S'en suivent alors les "minutes les plus longues" de la vie de Sébastien. Les terroristes demandent aux otages (une quinzaine) de les mettre en contact avec iTélé ou BFMTV, sans succès. Ils entrent ensuite en contact avec un négociateur et menacent "d'abattre l'un de nous toutes les cinq minutes et de jeter le corps par la fenêtre".

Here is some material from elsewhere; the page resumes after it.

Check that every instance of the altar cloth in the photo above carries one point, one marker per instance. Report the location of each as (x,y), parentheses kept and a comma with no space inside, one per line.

L'Arlésien conclut avec émotion : "Je suis passé par tous les sentiments, l'espoir, puis l'acceptation de la mort même si je fermais les yeux pour ne pas la voir, pour ne pas voir la kalachnikov pointée dans ma direction. Les terroristes avaient placé deux boucliers humains aux portes. Le Raid est parvenu à tirer dedans sans les toucher. Ils ont ensuite enfoncé la porte avec un bélier et ont jeté une grenade assourdissante. Quand j'ai vu une deuxième grenade assourdissante tomber à mes pieds, je me suis dit que c'était le moment de m'enfuir. J'ai couru, la grenade a explosé et m'a projeté sous le bélier. Tous les membres du Raid sont passés dessus. Je me faisais piétiner mais ça a été la douleur la plus heureuse de ma vie. J'étais protégé. Comme mon pote Jeff que j'ai retrouvé plus tard, j'étais en vie".